A seasoned college professor, whom I'll call Mr. Al, was venting about visiting students from traditional countries.
Al knows that gender separation is important in some cultures; especially for single men and women. He also uses interactive learning techniques; and this includes small working groups.
A savvy instructor who 'values diversity', at the start of the semester he'd asked the class if anyone objected to working on mixed gender teams. No one raised a hand. With goals of getting students to mingle, and foreign students to practice their English, Al assigned a young husband and wife from Saudi Arabia to different groups for a project.
However, over the next few months and despite obvious intelligence, they both floundered on assignments that involved working directly with men and women team members.
Mr. Al first pulled each of them aside to talk privately in his office. Next, he convened a meeting between the three of them to troubleshoot the problem. At all three meetings, the students were polite, thanked and assured him that everything was fine- and continued to perform poorly on group projects.
By the time I was consulted, Mr. Al was frustrated and angry.

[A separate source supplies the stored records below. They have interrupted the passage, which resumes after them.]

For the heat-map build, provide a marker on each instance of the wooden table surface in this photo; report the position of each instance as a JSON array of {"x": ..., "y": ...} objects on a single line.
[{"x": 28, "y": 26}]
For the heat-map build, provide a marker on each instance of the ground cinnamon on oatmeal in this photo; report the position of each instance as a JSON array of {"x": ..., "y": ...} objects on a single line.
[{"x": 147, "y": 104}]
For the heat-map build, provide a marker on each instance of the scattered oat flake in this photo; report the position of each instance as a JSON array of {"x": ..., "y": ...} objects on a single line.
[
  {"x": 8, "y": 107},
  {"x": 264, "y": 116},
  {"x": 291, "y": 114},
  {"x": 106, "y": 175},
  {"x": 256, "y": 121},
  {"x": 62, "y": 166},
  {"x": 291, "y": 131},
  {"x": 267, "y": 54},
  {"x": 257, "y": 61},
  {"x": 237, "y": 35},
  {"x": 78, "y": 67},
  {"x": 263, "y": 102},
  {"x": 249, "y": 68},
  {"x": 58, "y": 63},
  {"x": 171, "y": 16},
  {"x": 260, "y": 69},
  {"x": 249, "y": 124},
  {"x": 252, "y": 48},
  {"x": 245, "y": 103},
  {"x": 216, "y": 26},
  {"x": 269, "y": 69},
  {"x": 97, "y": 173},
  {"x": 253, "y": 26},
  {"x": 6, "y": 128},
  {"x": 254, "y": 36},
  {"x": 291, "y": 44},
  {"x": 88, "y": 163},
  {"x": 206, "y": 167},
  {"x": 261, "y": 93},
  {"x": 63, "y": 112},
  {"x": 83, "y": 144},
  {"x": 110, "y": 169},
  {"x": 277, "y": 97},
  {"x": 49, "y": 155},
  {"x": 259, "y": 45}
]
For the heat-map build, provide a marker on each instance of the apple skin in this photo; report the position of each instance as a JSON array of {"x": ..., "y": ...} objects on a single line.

He felt tricked, now assumed the Saudi woman was oppressed by her "controlling" husband, and saw a need to "liberate" her. He also confided some ugly, completely unfounded assumptions about the husband's potential for domestic violence and the wife's subservience.
I struggled to conceal my alarm over the fact that he works with the general public. Yet, I also saw a 'teachable moment'. First, I gently expressed my concern about his racist attitude. He was surprised, but didn't get defensive.
This Blog only attempts to address the more straight forward Communications Style aspect of the problem. What went wrong? Who was at fault? Whats the solution?
As a Communications Strategist, I challenged Al's assumptions and offered these three tips:
1. Know your dominant communication style and recognize that it's not the only one
Al favors a typical U.S. American, direct approach. He knew from experience this might be a sensitive issue. Yet, when the situation clearly went sideways, Al didn't try a different or more nuanced strategy. He became more direct; possibly adding insult to embarrassment.
2. Accept the fact that values drive people's priorities
Egalitarianism (real or ideal), is a cherished American goal. Respect for authority and elders, (especially in an educational setting), maintaining propriety (between genders), and 'saving face' may have mattered more to these students than high marks. One might argue the couple went to great lengths to show respect towards Mr. Al.
3. Be patient, curious and assume positive intentions
Al's response was the simplistic rant: "But they're in our country, they should act like us!" Students are clients. Part of his job is to understand them better. Compromises and solutions tend to arise when people feel heard and respected.